The most common primary intraocular cancer in adults is uveal melanoma (UM); however, it remains a relatively rare malignancy. Even rarer is its presentation in a younger population, thus currently attributing to the lack of risk factors specified for UM in adolescents and young adults. A retrospective study recently published in Ophthalmology Science addresses just this problem, analyzing demographics, genetic data, environmental exposures as well as social, medical and ocular history of UM patients to determine risk factors of younger populations.

Included in the investigation was a total of 247 UM patients aged 13 to 45 treated with proton beam radiation therapy and 401 age- and sex-matched controls. Median age at diagnosis was 38, with a median follow-up of 102 months. 

Many novel risk factors were identified by the study authors, listed below with the odds ratio (OR) for each:

• family history of cutaneous melanoma (OR 3.06)
• Ashkenazi Jewish ancestry (OR 2.98) 
• prior eye trauma (OR 2.94)
• secondhand cigarette smoke exposure (OR 2.39) 

• previous head and neck surgery (OR 1.81)

Along with these new observations, the present study also assessed established risk factors, too:

• choroidal nevi (OR 11.39)
• light eye color (OR 4.69)
• white race (OR 4.63)
• outdoor sunlight exposure (OR 4.20)
• recent pregnancy (OR 3.02) 
• occupational and toxic exposures (OR 2.39 and 2.27, respectively) 
• family history of any cancer (OR 2.16)
• lack of using ultraviolet-blocking eyewear (OR 2.13)
•  indoor tanning (OR 2.10) 

• propensity to sunburn (OR 1.89)

It was found that oculodermal melanocytosis prevalence and UM in family history were significantly greater in this set of patients than controls. UM classification was small in 39%, medium-sized in 37%, large in 19% and very large in 5%. Three mutations of genes were identified from 13 patients who underwent germline genetic screening, with mutations in genes CDH1, NF1 and PALB2. However, the estimated 10-year metastasis-free progression rate and overall survival rates were better for this younger group than average adult populations, with rates of 80% and 81%, respectively, compared with the more general rates of 73% and 55%.

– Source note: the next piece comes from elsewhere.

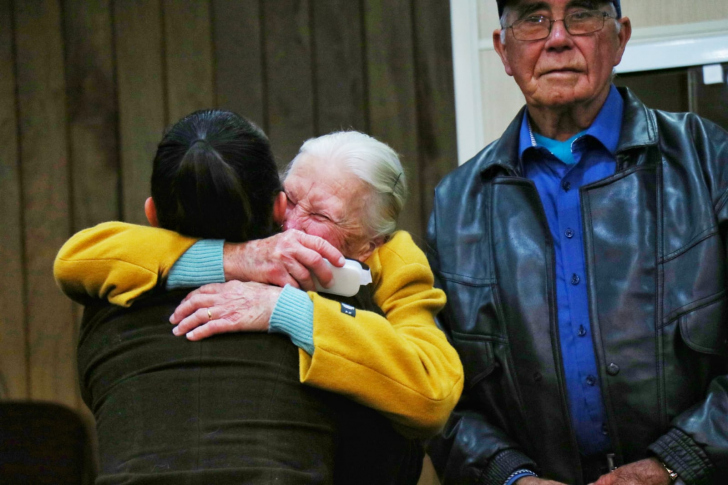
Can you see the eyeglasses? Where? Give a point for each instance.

The authors further discuss some risks in their writing. Of interest was the novel finding of eye trauma. They note that there was no clinical difference seen in surveillance pattern for patients with prior eye trauma before diagnosis of UM. Because of this, “considering an increased chance of developing UM observed in our UM patients, obtaining a comprehensive ocular history is warranted at routine eye exams and initial ocular oncology evaluations,” the authors write.

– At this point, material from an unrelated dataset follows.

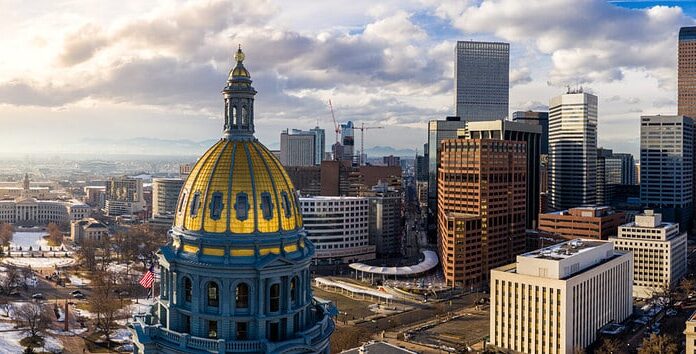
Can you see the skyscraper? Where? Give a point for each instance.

They also explain that incidence of multiple primary malignancies was greater in this patient population (15%) vs. those of the general cancer population (2.4% to 8%). Because of the germline mutations seen in certain genes, which are often associated with hereditary malignancies, the authors also recommend “thorough characterization of the family cancer tree and genetic testing may be warranted in adolescents and young adults with newly diagnosed UMs to inform the necessity of screening for other malignancies.”

This leads them to the more general advice that, “given multiple risk factors that have been identified in association with UM, our study highlights the importance of obtaining a complete medical, social and family history as a risk assessment to evaluate all patients at risk for UM.”